L’encre et la salive coulent et continueront encore de couler au sujet de la fosse commune de Maluku où de centaines de corps humains ont été « enfouis » nuitamment à l’insu de la population kinoise, en violation de la législation en matière d’inhumations et contrairement à la culture congolaise, qui accorde aux morts une très grande considération.

D’où, de nombreuses voix s’élèvent de partout pour exiger qu’une commission d’enquête indépendante vienne éclairer l’opinion notamment sur les causes de décès d’un si grand nombre de citoyens.

Déjà, on pointe du doigt accusateur les autorités du pays qui, abusant des forces de sécurité, auraient perpétré des massacres des citoyens qui avaient manifesté en janvier 2015 contre une disposition de la loi électorale qu’examinait le Parlement.

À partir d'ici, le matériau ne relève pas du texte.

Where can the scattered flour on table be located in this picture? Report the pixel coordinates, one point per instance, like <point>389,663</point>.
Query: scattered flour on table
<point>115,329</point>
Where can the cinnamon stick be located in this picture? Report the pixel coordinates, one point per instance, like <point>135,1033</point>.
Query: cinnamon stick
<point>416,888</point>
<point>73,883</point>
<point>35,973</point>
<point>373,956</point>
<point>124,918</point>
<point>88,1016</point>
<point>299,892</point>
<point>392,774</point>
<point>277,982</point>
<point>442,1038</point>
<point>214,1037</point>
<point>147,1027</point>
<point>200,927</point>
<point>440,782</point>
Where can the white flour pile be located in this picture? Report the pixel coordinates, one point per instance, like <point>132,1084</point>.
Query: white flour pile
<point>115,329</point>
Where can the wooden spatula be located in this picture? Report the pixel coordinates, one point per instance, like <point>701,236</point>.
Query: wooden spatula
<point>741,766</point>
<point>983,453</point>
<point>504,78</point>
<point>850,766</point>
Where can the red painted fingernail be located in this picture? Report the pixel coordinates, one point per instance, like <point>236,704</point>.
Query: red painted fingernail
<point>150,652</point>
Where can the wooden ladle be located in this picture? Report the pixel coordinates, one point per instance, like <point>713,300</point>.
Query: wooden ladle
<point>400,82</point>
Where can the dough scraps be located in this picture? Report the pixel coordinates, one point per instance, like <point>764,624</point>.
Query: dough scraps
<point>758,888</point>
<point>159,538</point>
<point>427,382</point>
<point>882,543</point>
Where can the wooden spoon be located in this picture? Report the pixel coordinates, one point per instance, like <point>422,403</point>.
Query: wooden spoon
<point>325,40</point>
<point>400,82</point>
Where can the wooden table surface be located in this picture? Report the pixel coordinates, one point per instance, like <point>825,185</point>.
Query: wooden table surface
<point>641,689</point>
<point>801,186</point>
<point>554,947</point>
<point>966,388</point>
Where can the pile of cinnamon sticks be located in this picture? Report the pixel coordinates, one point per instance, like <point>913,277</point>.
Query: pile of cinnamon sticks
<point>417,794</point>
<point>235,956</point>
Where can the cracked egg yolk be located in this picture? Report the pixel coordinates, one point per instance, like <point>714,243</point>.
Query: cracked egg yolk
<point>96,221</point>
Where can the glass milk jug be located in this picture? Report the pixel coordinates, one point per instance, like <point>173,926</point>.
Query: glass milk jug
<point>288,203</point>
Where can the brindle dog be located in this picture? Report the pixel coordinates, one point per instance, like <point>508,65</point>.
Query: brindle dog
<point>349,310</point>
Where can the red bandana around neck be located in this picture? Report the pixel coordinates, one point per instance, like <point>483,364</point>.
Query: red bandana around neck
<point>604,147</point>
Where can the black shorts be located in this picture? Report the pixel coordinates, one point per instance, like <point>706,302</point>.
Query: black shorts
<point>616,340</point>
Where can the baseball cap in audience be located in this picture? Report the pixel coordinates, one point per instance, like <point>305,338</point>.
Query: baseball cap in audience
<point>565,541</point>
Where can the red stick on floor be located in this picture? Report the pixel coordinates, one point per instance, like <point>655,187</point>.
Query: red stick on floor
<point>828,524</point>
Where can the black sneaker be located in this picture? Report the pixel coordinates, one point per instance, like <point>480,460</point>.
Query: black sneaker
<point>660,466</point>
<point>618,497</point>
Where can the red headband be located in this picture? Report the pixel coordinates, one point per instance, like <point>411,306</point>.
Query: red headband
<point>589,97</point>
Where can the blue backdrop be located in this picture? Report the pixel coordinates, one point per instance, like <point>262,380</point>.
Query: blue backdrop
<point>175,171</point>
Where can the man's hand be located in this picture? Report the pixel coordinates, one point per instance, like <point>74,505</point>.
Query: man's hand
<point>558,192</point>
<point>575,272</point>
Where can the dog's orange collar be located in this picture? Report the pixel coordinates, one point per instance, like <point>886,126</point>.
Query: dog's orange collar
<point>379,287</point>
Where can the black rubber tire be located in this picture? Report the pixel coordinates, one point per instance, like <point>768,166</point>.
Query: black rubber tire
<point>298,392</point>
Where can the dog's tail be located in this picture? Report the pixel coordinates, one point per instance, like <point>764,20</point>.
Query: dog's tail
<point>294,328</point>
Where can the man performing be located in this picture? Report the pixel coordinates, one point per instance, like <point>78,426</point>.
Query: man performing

Au-delà des émotions, du reste justifiées, qui traduisent l’indignation des uns et des autres, nous voulons joindre notre voix et notre expérience en matière judiciaire pour tenter de répondre à un certain nombre de questions que pourrait soulever la commission d’enquête, si elle est mise en place. Ces questions sont les suivantes : -

-(1) La commission d’enquête est-elle opportune?
-(2) Doit-elle être judiciaire ou indépendante?
-(3) Sur quelles responsabilités peut-elle déboucher : politiques ou pénales ?
-(4) Existe-t-il une législation congolaise relative à l’inhumation des cadavres humains?
-(5) Quelles recommandations, la commission d’enquête pourrait formuler pour l’avenir? Pour répondre à toutes ces questions, nous n’allons nous baser que sur la version officielle des faits tels que présentés par le Ministre de l’Intérieur lui-même.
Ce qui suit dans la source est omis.